FWIW initial cloning went fine for me and was not way too long (5 minutes):

(dev3) 2 10998.....................................:Tue 01 Oct 2024 09:25:08 PM EDT:.
smaug:/mnt/btrfs/datasets/datalad/crawl-misc/hbn
$> git clone https://github.com/ReproBrainChart/HBN_CPAC
Cloning into 'HBN_CPAC'...
remote: Enumerating objects: 9974692, done.
remote: Counting objects: 100% (2729/2729), done.
remote: Compressing objects: 100% (882/882), done.
remote: Total 9974692 (delta 773), reused 2625 (delta 672), pack-reused 9971963 (from 1)
Receiving objects: 100% (9974692/9974692), 1.03 GiB | 24.52 MiB/s, done.
Resolving deltas: 100% (151303/151303), done.
Updating files: 100% (4110998/4110998), done.
git clone https://github.com/ReproBrainChart/HBN_CPAC  121.75s user 120.73s system 76% cpu 5:15.44 total

but then getting an individual file was more “involved”

$> git annex find --not --in here | head -n 1 | xargs git annex get
  Remote origin not usable by git-annex; setting annex-ignore
  https://github.com/ReproBrainChart/HBN_CPAC/config download failed: Not Found
git-annex: <stdout>: hFlush: resource vanished (Broken pipe)
get cpac_RBCv0/sub-NDARAA075AMK/ses-HBNsiteSI/anat/sub-NDARAA075AMK_ses-HBNsiteSI_desc-brain_mask.json (from fcp-indi...) (scanning for annexed files...)
...
get cpac_RBCv0/sub-NDARAA075AMK/ses-HBNsiteSI/anat/sub-NDARAA075AMK_ses-HBNsiteSI_desc-brain_mask.json (from fcp-indi...) (scanning for annexed files...)
ok
(recording state in git...)
git annex find --not --in here  28.83s user 16.07s system 60% cpu 1:14.09 total
head -n 1  0.00s user 0.00s system 0% cpu 1:14.07 total
xargs git annex get  924.98s user 1110.91s system 52% cpu 1:04:25.98 total

so over an hour but succeeded just fine. Which file did you try to get and what error/output you received?
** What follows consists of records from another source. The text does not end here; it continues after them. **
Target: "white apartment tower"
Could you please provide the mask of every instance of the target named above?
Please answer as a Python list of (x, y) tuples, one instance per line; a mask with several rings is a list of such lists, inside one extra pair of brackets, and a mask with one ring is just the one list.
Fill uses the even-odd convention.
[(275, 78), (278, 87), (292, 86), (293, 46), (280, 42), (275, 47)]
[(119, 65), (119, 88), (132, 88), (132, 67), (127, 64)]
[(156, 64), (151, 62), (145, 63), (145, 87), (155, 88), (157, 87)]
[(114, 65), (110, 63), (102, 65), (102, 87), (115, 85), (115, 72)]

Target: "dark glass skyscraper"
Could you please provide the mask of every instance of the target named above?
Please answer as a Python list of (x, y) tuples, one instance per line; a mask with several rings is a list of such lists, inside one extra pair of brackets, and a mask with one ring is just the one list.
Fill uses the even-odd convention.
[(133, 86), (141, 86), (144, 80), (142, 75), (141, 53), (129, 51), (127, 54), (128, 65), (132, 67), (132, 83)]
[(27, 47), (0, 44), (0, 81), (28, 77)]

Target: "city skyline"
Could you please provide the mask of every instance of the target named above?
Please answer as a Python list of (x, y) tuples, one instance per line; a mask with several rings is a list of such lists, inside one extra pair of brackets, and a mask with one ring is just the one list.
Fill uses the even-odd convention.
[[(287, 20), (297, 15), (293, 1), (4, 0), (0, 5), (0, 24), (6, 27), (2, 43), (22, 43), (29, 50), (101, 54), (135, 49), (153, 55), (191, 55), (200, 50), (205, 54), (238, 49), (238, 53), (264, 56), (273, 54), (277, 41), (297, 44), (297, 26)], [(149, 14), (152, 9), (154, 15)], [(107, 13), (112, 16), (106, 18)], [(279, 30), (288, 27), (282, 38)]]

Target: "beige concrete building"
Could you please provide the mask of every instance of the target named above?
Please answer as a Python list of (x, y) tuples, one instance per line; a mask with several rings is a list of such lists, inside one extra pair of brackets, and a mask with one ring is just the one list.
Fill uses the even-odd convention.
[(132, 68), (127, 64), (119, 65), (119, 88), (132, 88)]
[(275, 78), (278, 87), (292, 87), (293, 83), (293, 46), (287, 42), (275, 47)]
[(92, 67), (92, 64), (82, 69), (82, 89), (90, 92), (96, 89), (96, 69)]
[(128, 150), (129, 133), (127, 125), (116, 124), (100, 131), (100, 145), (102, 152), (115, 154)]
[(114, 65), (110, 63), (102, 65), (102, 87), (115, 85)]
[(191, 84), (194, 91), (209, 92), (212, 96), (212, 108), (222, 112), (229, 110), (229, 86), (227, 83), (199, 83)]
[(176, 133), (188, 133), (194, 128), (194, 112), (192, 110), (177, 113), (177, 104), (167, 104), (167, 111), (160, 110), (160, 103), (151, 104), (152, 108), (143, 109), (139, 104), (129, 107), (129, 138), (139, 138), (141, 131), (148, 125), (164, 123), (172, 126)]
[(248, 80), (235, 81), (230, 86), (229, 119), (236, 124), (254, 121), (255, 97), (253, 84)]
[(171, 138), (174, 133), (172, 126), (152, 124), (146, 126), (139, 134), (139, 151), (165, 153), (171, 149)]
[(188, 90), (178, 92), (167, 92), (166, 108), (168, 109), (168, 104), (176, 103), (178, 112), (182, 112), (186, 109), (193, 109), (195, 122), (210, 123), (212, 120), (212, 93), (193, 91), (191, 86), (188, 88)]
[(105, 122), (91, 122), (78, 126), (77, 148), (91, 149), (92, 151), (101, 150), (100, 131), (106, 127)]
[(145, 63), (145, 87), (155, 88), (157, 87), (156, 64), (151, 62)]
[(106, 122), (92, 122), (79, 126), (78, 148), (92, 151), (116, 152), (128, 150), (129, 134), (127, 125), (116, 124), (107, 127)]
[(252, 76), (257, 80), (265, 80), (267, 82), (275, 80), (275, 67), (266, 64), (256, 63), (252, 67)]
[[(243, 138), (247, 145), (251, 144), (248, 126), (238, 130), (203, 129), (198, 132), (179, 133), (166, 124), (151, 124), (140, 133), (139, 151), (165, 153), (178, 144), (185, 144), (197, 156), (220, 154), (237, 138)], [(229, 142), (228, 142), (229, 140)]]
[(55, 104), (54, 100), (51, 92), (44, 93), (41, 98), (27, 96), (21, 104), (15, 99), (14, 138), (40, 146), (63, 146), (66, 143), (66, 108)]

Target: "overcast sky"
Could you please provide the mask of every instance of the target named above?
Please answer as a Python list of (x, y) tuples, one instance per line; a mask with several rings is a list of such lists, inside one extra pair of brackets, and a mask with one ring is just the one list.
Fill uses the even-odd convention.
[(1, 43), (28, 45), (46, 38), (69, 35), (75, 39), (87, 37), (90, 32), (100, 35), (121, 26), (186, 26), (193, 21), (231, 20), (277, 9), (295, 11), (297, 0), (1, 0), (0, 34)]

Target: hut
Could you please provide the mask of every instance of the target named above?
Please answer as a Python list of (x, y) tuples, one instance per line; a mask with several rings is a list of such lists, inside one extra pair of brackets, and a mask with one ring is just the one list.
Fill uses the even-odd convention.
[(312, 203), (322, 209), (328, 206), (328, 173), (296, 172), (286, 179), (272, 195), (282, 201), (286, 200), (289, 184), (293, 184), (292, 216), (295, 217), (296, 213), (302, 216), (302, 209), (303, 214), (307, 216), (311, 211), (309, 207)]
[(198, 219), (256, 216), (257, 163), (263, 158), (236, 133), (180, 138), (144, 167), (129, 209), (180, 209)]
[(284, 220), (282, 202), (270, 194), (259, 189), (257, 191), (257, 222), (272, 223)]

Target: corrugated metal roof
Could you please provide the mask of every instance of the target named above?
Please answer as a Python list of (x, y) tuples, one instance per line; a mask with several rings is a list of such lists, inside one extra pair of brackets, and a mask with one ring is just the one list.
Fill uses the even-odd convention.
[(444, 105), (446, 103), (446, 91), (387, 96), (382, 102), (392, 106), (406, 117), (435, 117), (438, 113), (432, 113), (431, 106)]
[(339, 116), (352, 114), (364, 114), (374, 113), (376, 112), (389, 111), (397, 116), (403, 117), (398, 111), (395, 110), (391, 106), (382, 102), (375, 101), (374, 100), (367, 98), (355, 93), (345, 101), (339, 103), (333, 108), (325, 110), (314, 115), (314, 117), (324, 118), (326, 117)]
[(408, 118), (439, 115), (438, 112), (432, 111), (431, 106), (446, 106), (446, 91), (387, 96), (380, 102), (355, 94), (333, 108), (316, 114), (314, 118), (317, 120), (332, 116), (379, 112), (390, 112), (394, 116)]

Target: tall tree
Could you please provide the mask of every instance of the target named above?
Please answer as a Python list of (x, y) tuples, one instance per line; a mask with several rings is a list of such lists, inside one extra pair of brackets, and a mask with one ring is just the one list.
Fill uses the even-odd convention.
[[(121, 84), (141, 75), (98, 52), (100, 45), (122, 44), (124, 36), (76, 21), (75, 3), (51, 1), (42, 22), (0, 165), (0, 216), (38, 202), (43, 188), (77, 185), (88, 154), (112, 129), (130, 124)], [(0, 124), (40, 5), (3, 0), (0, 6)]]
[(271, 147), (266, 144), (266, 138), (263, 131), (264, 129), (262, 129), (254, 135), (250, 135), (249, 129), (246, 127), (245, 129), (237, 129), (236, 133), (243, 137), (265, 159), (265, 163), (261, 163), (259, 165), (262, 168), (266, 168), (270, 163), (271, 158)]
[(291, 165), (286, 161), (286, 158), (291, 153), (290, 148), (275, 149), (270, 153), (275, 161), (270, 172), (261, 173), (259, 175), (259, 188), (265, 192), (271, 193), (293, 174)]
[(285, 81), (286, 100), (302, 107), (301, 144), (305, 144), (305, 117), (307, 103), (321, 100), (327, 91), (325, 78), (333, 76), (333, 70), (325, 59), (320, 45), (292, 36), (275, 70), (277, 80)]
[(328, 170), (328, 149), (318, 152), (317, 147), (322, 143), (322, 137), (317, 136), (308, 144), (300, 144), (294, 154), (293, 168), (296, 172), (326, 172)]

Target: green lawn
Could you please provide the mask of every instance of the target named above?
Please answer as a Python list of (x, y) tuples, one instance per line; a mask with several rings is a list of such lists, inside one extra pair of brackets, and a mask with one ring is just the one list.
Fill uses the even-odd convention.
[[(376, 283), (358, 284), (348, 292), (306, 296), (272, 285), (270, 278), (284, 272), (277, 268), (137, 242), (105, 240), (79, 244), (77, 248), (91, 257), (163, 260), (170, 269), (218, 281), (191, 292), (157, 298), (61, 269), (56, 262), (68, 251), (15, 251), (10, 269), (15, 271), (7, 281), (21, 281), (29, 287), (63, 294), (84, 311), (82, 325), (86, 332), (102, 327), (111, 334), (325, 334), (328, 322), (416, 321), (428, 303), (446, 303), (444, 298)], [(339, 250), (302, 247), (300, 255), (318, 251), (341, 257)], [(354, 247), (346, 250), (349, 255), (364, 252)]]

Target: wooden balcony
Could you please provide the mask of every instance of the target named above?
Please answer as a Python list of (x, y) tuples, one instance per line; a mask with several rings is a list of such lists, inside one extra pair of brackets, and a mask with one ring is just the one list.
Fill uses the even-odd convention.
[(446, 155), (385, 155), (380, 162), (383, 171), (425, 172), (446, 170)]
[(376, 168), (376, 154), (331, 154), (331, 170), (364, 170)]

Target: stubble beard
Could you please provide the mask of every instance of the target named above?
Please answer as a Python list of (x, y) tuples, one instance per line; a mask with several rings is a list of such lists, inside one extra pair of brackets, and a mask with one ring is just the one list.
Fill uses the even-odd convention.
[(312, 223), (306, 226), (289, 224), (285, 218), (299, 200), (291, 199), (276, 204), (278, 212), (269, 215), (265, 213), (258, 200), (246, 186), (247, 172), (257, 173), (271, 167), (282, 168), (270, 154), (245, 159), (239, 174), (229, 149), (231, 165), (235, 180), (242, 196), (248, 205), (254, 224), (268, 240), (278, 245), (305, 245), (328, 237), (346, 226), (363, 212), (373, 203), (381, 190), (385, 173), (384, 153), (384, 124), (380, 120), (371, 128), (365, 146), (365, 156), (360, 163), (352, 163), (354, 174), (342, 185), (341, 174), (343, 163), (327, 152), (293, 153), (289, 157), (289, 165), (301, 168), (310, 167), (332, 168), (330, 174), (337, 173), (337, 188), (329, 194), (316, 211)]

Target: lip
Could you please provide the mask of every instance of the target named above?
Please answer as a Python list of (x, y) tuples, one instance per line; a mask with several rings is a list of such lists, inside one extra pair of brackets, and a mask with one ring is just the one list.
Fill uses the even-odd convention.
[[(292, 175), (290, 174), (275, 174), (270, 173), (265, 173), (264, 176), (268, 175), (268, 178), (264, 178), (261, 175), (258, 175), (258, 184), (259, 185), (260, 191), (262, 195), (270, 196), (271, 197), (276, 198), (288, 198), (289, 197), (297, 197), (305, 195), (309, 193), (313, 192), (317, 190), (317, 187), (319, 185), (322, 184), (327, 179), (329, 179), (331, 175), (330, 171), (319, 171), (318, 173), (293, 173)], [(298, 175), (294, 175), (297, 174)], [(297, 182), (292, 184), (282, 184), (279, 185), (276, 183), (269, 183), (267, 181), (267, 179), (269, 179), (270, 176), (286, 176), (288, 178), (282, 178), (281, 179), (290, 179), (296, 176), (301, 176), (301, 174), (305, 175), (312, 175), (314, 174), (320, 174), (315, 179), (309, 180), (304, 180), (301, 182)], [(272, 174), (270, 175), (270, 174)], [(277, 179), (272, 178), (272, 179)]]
FWIW, subsequent annex get was much more speedier albeit still long (due to that exuberant size of the repo).

Emily_Vol · October 3, 2024, 3:57pm

Thank you!

Cloning took longer for me, but it seems to have worked (output is the same as above). But when I run the exact command (git annex find --not --in here | head -n 1 | xargs git annex get), I get no output. Same issue when I just try to use git annex get. Any ideas?

yarikoptic · October 3, 2024, 6:29pm

“no output” as

A: it exits without output and exit code Y
B: it “works” for a while without outputting anything and you give up on waiting after X hours?

Emily_Vol · October 3, 2024, 7:30pm

It exists without output, exit code is 0

yarikoptic · October 4, 2024, 12:54am

that is interesting. If you run

git annex find --not --in here | head -n 1

alone and there is no output it would mean that annex thinks (and may be right?) that all files are already present locally?? if that is not true, just run

git annex --debug find --not --in here

and share what it says - might point to culprit but then also check git annex version since it better be recentish if we are getting this deep.

Will you be at SfN? then may be we could troubleshoot interactively together. You can find me at DANDI booth most of the time.